Mezzanine finance – A brave new world

23 January, 2014
by: Cripps Pemberton Greenish

The property world has yet to recover from the banking collapse of 2008 and times are still proving to be hard for property developers. Many developers are finding that their once reliable senior funders are not able to provide even close to the financing given pre-crash. This is presenting them with a stark reality – find the balance from alternative sources or abandon the project.

Mezzanine

The difficulties encountered with finding conventional funding have provided wide opportunities for mezzanine finance providers. These are now being used by borrowers to help bridge the gap created by the capital constrained senior lenders.

Senior lenders (otherwise known as first secured lenders) are the primary lenders to a project. They are referred to in this way because their loan is considered senior to all other claims that could be made against the borrower and would be secured by way of first ranking security over a borrower’s assets. In property projects, mezzanine lenders provide a second layer of debt funding behind the senior lender.

The structure
Following the onset of the financial crisis the use of a combination of senior debt, mezzanine loans and equity has become increasingly the normal funding structure for developments – in place of the more traditional financing structure of senior debt and equity. Below is an example of how the financing for the acquisition of a £10 million development has changed since 2008.

The mezzanine lender (or lenders – there is often more than one) typically takes a second charge over the development which ranks behind that of the senior lender. In practice, this means that in the event of default by the borrower a mezzanine financier will only get paid after the senior lenders’ debt has been paid off. This increased risk is reflected in the cost of the mezzanine finance with the corollary that the cost of debt funding schemes is now considerably more expensive.

“The difficulties encountered with finding conventional funding have provided wide opportunities for mezzanine finance providers. These are now being used by borrowers to help bridge the gap created by the capital constrained senior lenders.”

The terms of senior debt vs. mezzanine funding
Nonetheless, competition in the market over the last 2 years has in general driven down the average return sought by providers – from 20% in 2011 to around 15-17% in 2012/2013. Returns to mezzanine lenders are achieved through various structures depending on the particular development and lenders. Typically this might be based on a split between current paid interest of around 10-15% (to be paid monthly throughout the term of the loan) and accrued interest of up to 15-20% paid either at the end of the term of the loan or after 5 years, depending on the length of the term.

The lenders will often also charge an arrangement fee of between 1 and 5%.
Other arrangements offered by mezzanine financiers may involve them offering a more competitive interest rate (closer to those offered by senior lenders) in exchange for a share of profits of the completed development.

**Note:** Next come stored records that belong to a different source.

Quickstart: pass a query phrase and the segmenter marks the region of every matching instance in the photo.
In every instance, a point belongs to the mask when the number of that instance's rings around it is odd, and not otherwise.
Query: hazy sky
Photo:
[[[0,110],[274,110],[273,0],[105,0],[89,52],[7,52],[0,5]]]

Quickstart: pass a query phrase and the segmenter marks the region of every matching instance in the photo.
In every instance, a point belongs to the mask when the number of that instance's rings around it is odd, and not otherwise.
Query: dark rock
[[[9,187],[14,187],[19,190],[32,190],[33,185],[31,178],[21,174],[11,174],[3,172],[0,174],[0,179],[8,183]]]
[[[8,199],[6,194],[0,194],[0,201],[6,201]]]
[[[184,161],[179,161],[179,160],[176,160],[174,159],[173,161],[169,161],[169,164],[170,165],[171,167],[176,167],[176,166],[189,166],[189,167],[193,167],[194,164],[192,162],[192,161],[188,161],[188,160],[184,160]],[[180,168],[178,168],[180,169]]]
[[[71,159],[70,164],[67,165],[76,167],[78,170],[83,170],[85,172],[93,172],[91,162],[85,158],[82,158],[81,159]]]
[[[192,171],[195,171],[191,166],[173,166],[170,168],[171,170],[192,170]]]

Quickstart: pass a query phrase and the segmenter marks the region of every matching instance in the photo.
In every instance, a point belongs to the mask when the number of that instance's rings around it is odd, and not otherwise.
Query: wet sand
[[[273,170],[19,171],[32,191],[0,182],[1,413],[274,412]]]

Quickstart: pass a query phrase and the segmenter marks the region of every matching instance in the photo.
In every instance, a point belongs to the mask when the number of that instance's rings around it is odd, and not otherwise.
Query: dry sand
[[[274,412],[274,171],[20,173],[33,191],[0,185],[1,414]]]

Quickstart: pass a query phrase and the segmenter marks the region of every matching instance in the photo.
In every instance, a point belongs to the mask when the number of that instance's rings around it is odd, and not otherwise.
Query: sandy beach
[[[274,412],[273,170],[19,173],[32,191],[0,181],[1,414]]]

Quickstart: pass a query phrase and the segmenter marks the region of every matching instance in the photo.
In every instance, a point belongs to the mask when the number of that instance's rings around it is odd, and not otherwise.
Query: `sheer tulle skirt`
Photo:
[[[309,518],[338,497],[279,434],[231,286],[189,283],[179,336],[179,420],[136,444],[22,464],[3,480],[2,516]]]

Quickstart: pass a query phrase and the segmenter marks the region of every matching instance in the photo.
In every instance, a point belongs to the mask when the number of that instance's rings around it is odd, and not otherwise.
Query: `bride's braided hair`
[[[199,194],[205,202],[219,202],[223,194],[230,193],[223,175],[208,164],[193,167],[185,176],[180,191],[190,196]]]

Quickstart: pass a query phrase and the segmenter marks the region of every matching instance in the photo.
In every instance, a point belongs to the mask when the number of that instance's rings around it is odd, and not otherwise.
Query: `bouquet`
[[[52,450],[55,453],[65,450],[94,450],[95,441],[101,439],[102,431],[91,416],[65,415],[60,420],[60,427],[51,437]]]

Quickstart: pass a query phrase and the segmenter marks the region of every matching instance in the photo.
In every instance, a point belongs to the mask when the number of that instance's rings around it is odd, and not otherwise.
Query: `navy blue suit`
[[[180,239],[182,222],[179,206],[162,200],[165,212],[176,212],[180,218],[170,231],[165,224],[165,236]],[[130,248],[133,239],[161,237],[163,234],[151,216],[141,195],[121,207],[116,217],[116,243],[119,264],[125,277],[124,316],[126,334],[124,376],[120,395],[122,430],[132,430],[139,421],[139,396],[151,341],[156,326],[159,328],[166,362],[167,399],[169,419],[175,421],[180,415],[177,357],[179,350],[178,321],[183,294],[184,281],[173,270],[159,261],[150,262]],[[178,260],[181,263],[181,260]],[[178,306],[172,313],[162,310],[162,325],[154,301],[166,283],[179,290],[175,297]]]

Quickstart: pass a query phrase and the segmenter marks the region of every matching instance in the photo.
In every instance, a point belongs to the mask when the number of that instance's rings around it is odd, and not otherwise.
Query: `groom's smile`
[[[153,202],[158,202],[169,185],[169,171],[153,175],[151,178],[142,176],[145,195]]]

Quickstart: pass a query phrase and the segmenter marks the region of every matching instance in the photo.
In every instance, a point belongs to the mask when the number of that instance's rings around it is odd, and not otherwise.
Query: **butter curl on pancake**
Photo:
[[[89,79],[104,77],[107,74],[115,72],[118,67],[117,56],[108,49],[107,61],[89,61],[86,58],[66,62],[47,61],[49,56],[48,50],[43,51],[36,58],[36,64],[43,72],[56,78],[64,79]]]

For example as much as a 30-35% share in the profits would be sought by mezzanine lenders.

Mezz2

The players
Mezzanine lenders are made up of a mixture of asset fund managers, corporate and investment banks, hedge funds, property companies, sovereign wealth funds and high net worth individuals. Lenders have different approaches and restrictions on the lending they can undertake, determined to a large extent by the requirements of their investors. For example, property companies tend to be able to lend on higher risk projects. Compare this to projects favoured by sovereign wealth investors who are generally only associated with prime central London schemes promoted by well known developers.

Frustrations
The appetite of the senior lending market for development projects remains limited and senior lenders often seek to impose onerous terms on the borrower – for instance, significant pre-lets to tenants with strong financial credibility. This can mean that the parties are slow to agree terms for the loan and for credit approval to be obtained by the senior lender. As mezzanine lenders can only lend to a project where senior lending is already in place, the slow pace in such transactions being agreed has a knock on effect on the mezzanine market.

The future
As a result of these frustrations, the number of active mezzanine lenders has contracted over the last 12 months. Many are starting to explore their ability to offer a wider selection of products which also seek to accommodate the risk appetite of their different investors. Other products being explored by the lenders in this market include senior debt and whole loan facilities on a short term basis.

Overall, whilst the banks remain slow to open up their books to real estate developers it provides the more flexible and innovative debt funds with the opportunity to make their impact on the lending market. Those with the appetite and strategies to cover a wide range of risk profiles are set to make a gain during these cash constrained times.